BioPharma

Amgen takes out big stake in BeiGene for $2.7B in strategic partnership

Under the deal, BeiGene will help Amgen commercialize its oncology drugs in China, while Amgen will acquire slightly more than one-fifth of the Beijing-based firm. BeiGene will also participate in R&D efforts on 20 drugs in Amgen's oncology portfolio.

Biotech company Amgen will acquire more than one-fifth of an up-and-coming Chinese biotech company as part of a deal to expand its oncology presence in China.

The Thousand Oaks, California-based company said Thursday it would acquire a 20.5 percent stake in Beijing-based BeiGene for $2.7 billion as part of the deal, which would involve the latter company commercializing Amgen’s Blincyto (blinatumomab), Kyprolis (carfilzomib) and Xgeva (denosumab) in China.

Shares of BeiGene were up 30 percent on the Nasdaq Friday morning following the announcement. Shares of Amgen were up slightly more than 1 percent.

The aforementioned drugs are respectively used to treat acute lymphoblastic leukemia, multiple myeloma and bone diseases and events related to cancers. Amgen said the deal would enable it to significantly accelerate its oncology presence in China and would involve both companies advancing its pipeline there. Amgen already has Xgeva approved in China, along with the cholesterol drug Repatha (evolocumab).

The deal will also include 20 drugs in Amgen’s oncology pipeline, with BeiGene contributing up to $1.25 billion to advance them in China and globally. Amgen will pay BeiGene royalties on sales of those products outside of China, except for its KRAS G12C inhibitor, AMG 510.

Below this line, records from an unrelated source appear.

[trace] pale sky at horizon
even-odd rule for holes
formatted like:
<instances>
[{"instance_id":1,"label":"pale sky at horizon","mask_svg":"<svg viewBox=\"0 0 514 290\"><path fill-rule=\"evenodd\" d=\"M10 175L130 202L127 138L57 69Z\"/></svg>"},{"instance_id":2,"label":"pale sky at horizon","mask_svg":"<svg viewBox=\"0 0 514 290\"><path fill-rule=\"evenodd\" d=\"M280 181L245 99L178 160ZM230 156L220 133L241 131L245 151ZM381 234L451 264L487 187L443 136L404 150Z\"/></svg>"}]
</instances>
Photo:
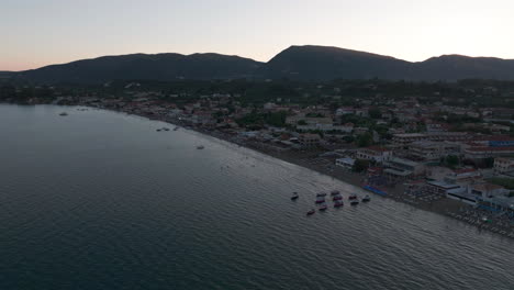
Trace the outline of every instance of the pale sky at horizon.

BeiGene previously had a partnership with Celgene, prior to the January decision by Bristol-Myers Squibb to acquire that company, for $74 billion. They had been developing BeiGene’s PD-1 checkpoint inhibitor for cancers, tislelizumab, but the Chinese company regained global rights to the drug from Celgene, given that BMS already has its own approved PD-1 inhibitor, Opdivo (nivolumab).

The news also comes two months after the Food and Drug Administration accepted and gave priority review to BeiGene’s new drug application for zanubrutinib, for treating relapsed and refractory mantle cell lymphoma, with a decision expected by February 2020. The company will release data from the Phase III ASPEN study comparing zanubrutinib with AbbVie and Johnson & Johnson’s Imbruvica (ibrutinib) in Waldenstrom’s macroglobulinemia, for which Imbruvica is the only approved drug, likely in December.

In a note to investors, Cowen analyst Yaron Werber wrote it is understandable that investors may question the wisdom of the deal given that the imminence of the ASPEN data – which could lower BeiGene’s stock if they’re disappointing. But he wrote, stock prices are rarely a factor in strategic partnerships. Moreover, the 20.5 percent ownership stake Amgen took in BeiGene is a “big sign of confidence” in the company – indeed, Amgen could have kept its stake at 19.9 percent, as is more common.

“In our view this deal is highly strategic to Amgen as it affords entry into the lucrative Chinese market with a company that is culturally similar and is equally versed in Western business practices while being locally scaled in China,” Werber wrote.